Owen returned to New Zealand in 1988, and the following year appeared in two roles in landmark Māori television series E Tipu E Rea. Roimata, the bigger role, saw Owen playing the extroverted city-sister of the title character. Roimata was written and directed by future Once Were Warriors scriptwriter Riwia Brown, who in a game of creative musical chairs, would also direct Owen's second stage-play, Daddy's Girl.

Owen auditioned for Once Were Warriors early on, realising the part of strongwilled wife Beth Heke was a once in a lifetime role. Director Lee Tamahori said Owen was the only person he'd ever had in mind for the part. "She's a classically trained actor and she has a kind of method approach so she throws herself into it with enormous gusto".

Circumstance gave Owen extended period to prepare for the film, which was shot in six exhausting weeks: before Warriors began, she spent six months on Easter Island, making her big screen debut in a "small but juicy" role in American-funded epic Rapa Nui.

Once Were Warriors won Owen best actress awards at festivals in Montreal, San Diego and Oporto. Critical acclaim was thick on the ground: "an electric performance" (Vogue); "Owen burns up the screen...now, if only the roles can live up to the actress" (Elle);  "riveting" (Wall Street Journal); "Owen plays Beth with a deft mix of vulnerability and strength" (Newsday); "It is a tribute to Rena Owen's fine, grief-racked acting that she almost succeeds in making us understand the battered-wife syndrome" (Sydney Morning Herald).

Newsweek, The New York Times, and Premiere all compared Owen to French acting legend Jeanne Moreau. Others speculated about Academy Award nominations. 

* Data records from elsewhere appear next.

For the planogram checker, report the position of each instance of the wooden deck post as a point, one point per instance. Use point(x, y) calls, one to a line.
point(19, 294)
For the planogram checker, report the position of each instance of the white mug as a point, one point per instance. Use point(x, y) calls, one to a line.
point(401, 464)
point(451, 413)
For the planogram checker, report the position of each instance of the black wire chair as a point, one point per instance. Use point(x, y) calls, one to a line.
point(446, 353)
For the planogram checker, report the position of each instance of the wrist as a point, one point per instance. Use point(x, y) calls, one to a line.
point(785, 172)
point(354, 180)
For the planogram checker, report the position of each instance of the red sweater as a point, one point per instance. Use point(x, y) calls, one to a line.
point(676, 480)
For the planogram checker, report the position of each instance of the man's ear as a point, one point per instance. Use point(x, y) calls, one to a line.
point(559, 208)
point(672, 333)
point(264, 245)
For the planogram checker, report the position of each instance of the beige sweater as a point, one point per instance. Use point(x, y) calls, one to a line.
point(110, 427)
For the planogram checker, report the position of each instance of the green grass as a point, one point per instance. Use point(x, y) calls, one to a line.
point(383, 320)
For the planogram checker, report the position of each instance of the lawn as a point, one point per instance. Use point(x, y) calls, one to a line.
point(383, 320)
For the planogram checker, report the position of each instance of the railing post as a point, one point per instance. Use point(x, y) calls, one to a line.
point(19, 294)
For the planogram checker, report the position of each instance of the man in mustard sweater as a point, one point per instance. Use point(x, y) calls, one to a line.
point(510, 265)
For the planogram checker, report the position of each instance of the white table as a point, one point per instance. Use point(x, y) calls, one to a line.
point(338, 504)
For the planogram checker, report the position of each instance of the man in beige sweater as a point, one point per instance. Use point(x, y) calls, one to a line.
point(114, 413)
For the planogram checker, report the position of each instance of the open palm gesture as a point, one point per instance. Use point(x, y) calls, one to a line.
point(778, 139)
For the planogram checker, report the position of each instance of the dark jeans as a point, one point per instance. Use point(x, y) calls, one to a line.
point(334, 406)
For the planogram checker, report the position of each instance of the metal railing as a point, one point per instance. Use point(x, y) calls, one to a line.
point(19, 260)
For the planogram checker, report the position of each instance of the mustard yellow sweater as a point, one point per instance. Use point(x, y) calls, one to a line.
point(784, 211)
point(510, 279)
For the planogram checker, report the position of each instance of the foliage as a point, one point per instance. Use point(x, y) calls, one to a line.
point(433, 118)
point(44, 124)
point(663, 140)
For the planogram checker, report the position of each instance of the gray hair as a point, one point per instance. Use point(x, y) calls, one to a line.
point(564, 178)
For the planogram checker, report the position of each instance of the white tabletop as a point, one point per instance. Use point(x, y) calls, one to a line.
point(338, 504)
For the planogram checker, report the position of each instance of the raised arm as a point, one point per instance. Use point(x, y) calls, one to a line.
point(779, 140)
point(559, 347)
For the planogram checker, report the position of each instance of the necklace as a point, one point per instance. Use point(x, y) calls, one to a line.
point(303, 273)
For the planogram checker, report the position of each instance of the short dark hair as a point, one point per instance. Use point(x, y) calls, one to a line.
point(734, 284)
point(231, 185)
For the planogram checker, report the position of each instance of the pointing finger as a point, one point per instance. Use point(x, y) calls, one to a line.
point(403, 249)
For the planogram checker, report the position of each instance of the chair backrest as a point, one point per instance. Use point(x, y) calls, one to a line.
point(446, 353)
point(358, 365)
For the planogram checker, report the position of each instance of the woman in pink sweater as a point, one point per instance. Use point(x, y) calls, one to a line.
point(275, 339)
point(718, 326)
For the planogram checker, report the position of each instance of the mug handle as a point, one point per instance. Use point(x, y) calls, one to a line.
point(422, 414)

Playing Beth reawakened memories of Owen's childhood, when she had witnessed gang violence at a pub near her home. "I can relate to the spirit in her, that wants something better for not just herself and her children, but also her people". Owen later hosted a documentary about domestic abuse, Beth's Story.

In the period after Warriors, Owen turned down a number of international offers in order to fulfill obligations to star in a film directed by Stewart Main. The movie was delayed a number of times, then later abandoned.

As if to make up for the gap, the last half of the 90s proved especially busy on the acting front. Owen reprised her Warriors role in a few short but important scenes of What Becomes of the Broken Hearted, played a prostitute in low-budget romp I'll Make You Happy, and guest-starred in the second to last episode of Cover Story's first series, playing a woman working with disruptive teenagers.

Across the Tasman, Owen did 48 episodes of hospital drama Medivac. She was nominated at the Australian Film Institute Awards for her work in Rolf de Heer's Dance me to my Song, the tale of a cerebral palsy sufferer, a manipulative carer, and the man between them.

Owen's performance as a famous singer on the slide in Garth Maxwell's When Love Comes won good notices, despite a minor dust-up when a Variety reviewer seemingly become confused between the film, and another in which Owen was to have played a transvestite.

In 2000, Owen moved to Los Angeles. Since then, alongside a walk on role in Spielberg epic A.I., she has played mother earth, a psychiatrist, a troubled nun, and donned hydraulic wings to guest star as a demi-goddess in cult series Angel. Small roles in the second and third Starwars prequels launched a new run of fan mail, and invites to many science fiction conventions. 

In 2004 Owen played the warrior role model to a young Fijian girl in The Land has Eyes, the first feature film directed by a Fijian. She was a psychotic killer facing off against Ian McShane in Kiwi/Anglo/Canadian thriller Nemesis Game, and an eccentric villager who befriends an undersea creature in children's fantasy Mee-Shee: The Water Giant (also partially shot in New Zealand).   

In 2008 Rena Owen returned downunder to appear in Vincent Ward's acclaimed Rain of the Children, as one of the actors playing Puhi. The following year she made a rare Kiwi TV appearance in Fiona Samuel's tele-movie Piece of My Heart, playing a mother forced to adopt out her child. Owen continues to work on her own dream project: a movie adaptation of Heretaunga Pat Baker's historical novel, Behind The Tattooed Face.